The order also instructs the Trusts ’nominees to not decide in advance on any issues that may require a majority from the Tata Sons board or a majority vote at the annual shareholder meeting. Srinivasan said that this direction not only interferes with the statutory right of the shareholders, but also with the fiduciary duties of the directors. “It imposes conditions on the directors which are neither contained in the AoA, nor under the Companies Act.”

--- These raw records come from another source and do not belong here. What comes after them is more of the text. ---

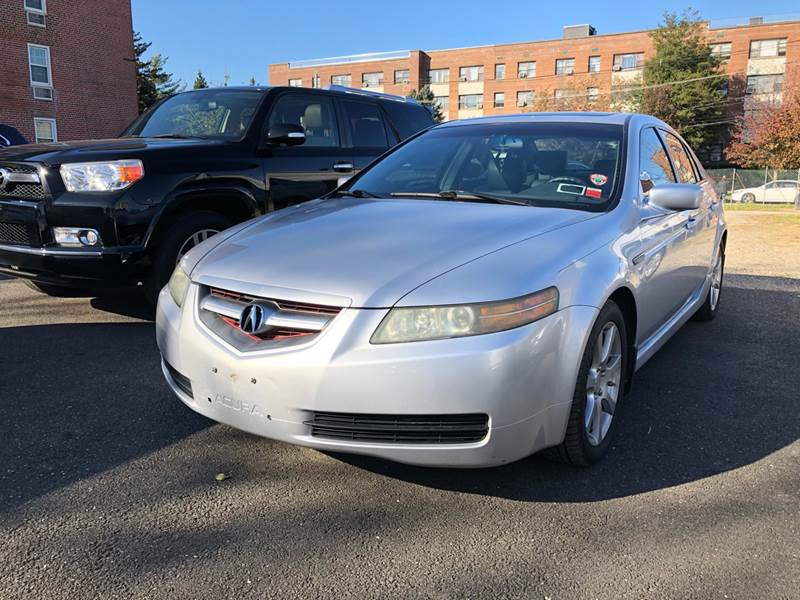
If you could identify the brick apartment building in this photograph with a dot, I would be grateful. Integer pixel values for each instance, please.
(66, 69)
(509, 78)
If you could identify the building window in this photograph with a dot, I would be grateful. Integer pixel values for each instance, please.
(524, 98)
(40, 71)
(526, 70)
(764, 84)
(470, 102)
(372, 79)
(628, 62)
(565, 66)
(45, 130)
(471, 73)
(721, 51)
(767, 48)
(35, 12)
(439, 76)
(345, 80)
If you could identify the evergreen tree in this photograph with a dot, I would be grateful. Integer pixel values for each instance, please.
(152, 82)
(682, 53)
(425, 97)
(200, 82)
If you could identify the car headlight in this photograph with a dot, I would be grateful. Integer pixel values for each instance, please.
(179, 285)
(441, 322)
(101, 176)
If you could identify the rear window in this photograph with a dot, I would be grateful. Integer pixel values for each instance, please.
(408, 118)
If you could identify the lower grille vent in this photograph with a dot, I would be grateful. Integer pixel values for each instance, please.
(400, 429)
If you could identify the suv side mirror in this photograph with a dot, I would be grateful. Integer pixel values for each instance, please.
(286, 134)
(676, 196)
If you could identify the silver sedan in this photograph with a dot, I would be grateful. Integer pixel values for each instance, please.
(483, 291)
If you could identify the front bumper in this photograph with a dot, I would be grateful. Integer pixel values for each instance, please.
(523, 379)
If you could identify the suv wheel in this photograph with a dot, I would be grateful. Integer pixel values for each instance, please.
(187, 232)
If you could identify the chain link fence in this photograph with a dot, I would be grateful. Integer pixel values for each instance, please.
(759, 186)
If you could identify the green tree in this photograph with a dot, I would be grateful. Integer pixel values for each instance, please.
(200, 82)
(682, 80)
(152, 82)
(425, 97)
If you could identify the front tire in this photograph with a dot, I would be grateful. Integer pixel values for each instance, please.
(189, 230)
(708, 310)
(598, 391)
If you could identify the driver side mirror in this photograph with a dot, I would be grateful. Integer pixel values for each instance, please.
(676, 196)
(286, 134)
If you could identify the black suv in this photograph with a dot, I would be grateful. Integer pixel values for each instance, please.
(123, 211)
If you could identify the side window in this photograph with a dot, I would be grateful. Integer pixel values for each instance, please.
(314, 113)
(654, 167)
(680, 159)
(366, 125)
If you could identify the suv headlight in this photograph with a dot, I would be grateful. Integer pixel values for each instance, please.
(441, 322)
(101, 176)
(179, 285)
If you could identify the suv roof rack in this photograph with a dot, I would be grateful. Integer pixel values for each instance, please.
(348, 90)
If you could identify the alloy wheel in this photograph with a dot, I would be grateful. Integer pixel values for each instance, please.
(196, 238)
(603, 383)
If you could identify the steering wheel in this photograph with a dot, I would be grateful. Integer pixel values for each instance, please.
(567, 179)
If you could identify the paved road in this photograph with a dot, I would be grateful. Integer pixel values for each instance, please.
(107, 483)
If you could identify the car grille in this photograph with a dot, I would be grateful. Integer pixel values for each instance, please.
(15, 234)
(225, 306)
(400, 429)
(22, 190)
(181, 381)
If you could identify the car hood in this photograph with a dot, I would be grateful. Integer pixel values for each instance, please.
(371, 252)
(87, 150)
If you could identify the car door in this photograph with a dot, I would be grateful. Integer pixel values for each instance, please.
(662, 261)
(367, 133)
(300, 173)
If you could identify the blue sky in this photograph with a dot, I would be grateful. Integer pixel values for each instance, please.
(243, 37)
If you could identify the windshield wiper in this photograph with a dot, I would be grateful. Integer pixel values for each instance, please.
(356, 194)
(463, 196)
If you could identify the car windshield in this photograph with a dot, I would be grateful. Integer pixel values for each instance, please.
(207, 114)
(574, 165)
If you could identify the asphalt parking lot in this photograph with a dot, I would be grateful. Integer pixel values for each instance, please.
(108, 490)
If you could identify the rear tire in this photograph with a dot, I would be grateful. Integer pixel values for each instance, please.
(708, 310)
(180, 237)
(595, 408)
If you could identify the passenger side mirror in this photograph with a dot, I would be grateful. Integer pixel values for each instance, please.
(286, 134)
(676, 196)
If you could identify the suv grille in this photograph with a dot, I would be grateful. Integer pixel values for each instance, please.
(400, 429)
(25, 191)
(15, 234)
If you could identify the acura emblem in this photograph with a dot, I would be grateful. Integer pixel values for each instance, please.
(255, 316)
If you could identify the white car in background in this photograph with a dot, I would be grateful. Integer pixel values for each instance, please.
(781, 191)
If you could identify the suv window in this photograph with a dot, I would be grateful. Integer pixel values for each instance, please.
(684, 169)
(653, 161)
(313, 112)
(366, 125)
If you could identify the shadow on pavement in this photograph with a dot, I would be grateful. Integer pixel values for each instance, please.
(716, 397)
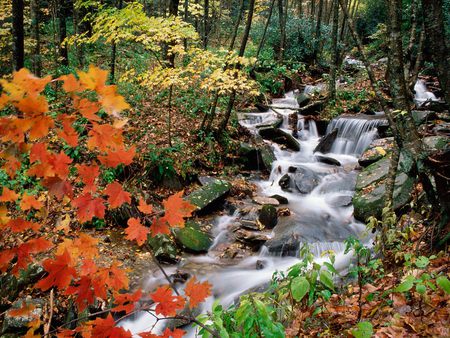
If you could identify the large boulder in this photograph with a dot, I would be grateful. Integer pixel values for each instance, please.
(326, 142)
(370, 192)
(281, 137)
(207, 195)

Srinivasan, who is also chief of TVS Motor, said the NCLAT has wrongly identified Article 121 of the AoA (which gives affirmative voting rights to Trusts ’nominees) as the source of alleged oppressive behavior of Tata Trusts against Mistry. “An affirmative vote gives the ability to say no, it does not give the power to take decisions.” Tata Tele said in its appeal that it was not a party to the proceedings either before the NCLT-Mumbai or the NCLAT and that the latter passed an order granting reliefs to Mistry which he had not even sought. “At the same time, it has been denied the opportunity to defend the justified and lawful removal of Mistry as its director,” it appealed. Tata Tele said “any extension of the tenure available at the time of initial appointment’ ’would be beyond the NCLAT jurisdiction and would need to be set aside for that reason alone.